A media release from the university stated its Board of Curators unanimously approved a resolution to hire a Kansas City architecture firm to modernize Memorial Stadium by enclosing the north end of the stadium. The iconic rock “M” will remain along with general admission seating, but renderings show new premium seating above it.
Robert Blitz, a member of the Board of Curators and a St. Louis attorney whose firm shared $276 million in legal fees after a $790 settlement from the National Football League when the Rams departed for Los Angeles, praised Girton for her work and collaboration with the university’s athletic committee. Girton was named interim director in February when Desiree Reed-Francois left for the same job at the University of Arizona.
“She has done an incredible job in helping get this through and set up today,” Blitz said.
Reed-Francois departed as the university created an intercollegiate athletic committee. Mun Choi, president of the University of Missouri, said the institution must have oversight because intercollegiate athletics is marketing for the Columbia campus.
“It’s the front porch for many universities like ours,” Choi said. “… It’s going to take a lot more effort from the administration and the board to ensure that we have sufficient and necessary investment, but also oversight, to ensure that those investments are leveraging the level of success that we expect.”

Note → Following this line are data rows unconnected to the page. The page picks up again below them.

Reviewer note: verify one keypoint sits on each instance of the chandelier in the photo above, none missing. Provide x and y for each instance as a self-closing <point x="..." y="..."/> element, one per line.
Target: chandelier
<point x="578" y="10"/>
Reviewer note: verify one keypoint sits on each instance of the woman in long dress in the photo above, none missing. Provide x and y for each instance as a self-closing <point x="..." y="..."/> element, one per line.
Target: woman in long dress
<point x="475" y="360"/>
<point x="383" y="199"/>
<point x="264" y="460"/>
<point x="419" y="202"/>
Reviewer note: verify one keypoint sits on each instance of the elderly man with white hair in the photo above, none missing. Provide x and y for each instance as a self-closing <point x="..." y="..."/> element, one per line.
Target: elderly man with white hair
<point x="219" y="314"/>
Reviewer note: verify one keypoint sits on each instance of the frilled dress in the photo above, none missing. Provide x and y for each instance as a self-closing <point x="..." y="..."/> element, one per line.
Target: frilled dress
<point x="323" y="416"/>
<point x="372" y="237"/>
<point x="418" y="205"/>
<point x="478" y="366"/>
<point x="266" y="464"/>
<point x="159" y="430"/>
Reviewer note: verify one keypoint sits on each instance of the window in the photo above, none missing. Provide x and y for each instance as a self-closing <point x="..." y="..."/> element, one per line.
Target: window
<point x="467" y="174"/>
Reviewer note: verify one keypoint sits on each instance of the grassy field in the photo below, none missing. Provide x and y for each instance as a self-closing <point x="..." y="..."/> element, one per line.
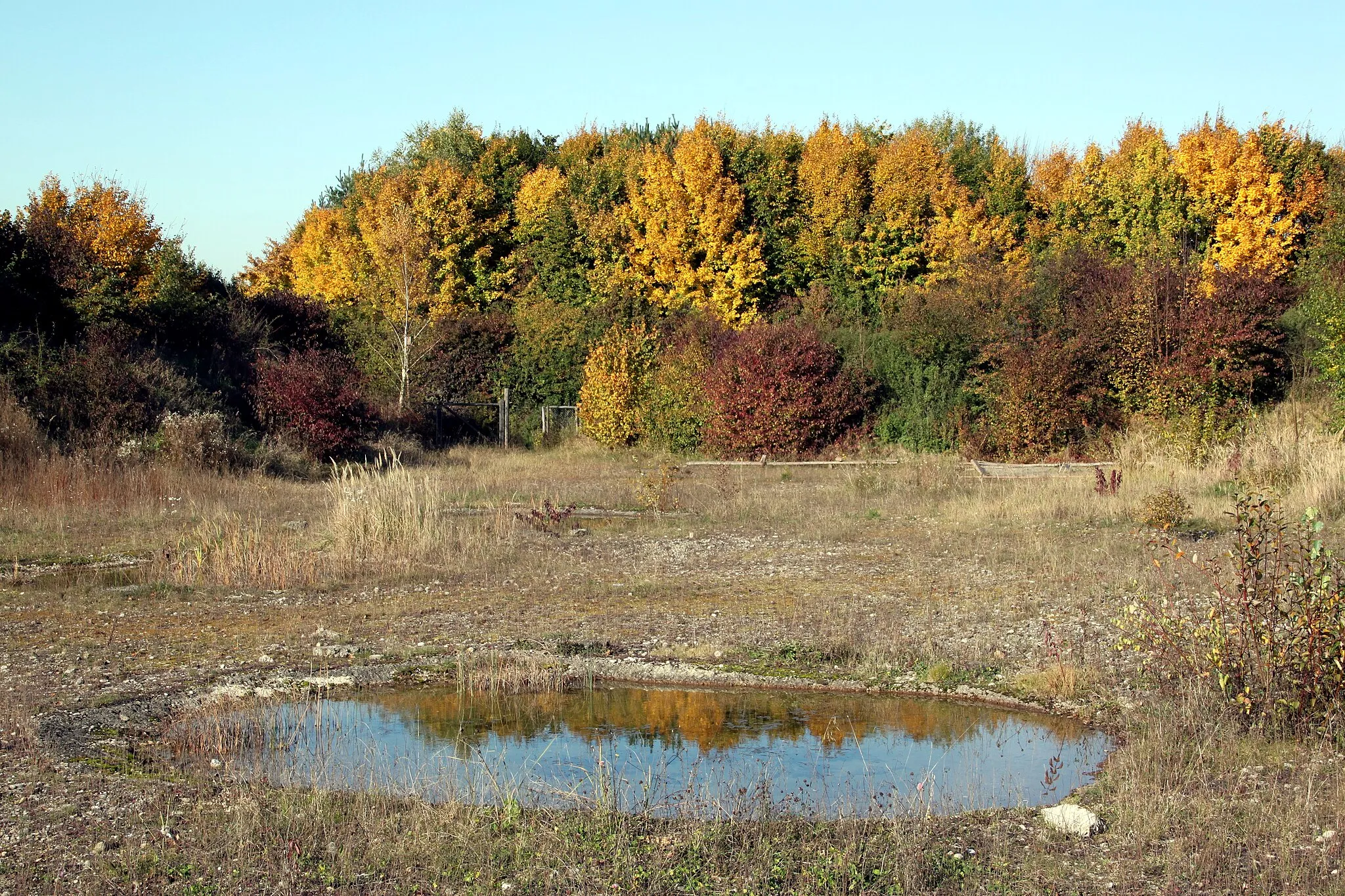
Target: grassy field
<point x="128" y="582"/>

The project is expected to be completed in 2026, the 100th anniversary of the stadium. Plans call for 51 new suites and new premium seating. Restrooms and concessions throughout the stadium will be upgraded and capacity increased from 62,621 to 65,000.
“We understand as a football program we are a window to the university and we take that responsibility very seriously,” said Eli Drinkwitz, head football coach. “But we’re also a window to our state… And we understand that we bring rural Missouri to metro Missouri at Faurot Field.”
The announcement comes days after a tax initiative in Jackson County to build a new baseball stadium in Kansas City and renovate the football stadium was defeated. Earlier this week, the Riverfont Times reported the St. Louis Cardinals will seek public funding to renovate Busch Stadium, completed in 2006.
Choi said the university’s annual expenditure of $150 million on athletics brings a four-to-one economic impact. He predicted the economic impact of the stadium project to increase “by another couple of $100 million.”
“Adding a stadium of this size that can increase the premium seating, bring in fans that would otherwise not come because they’re not enough premium seats, is another important way for us to develop economic impact,” Choi said. “But this facility will be used year round.”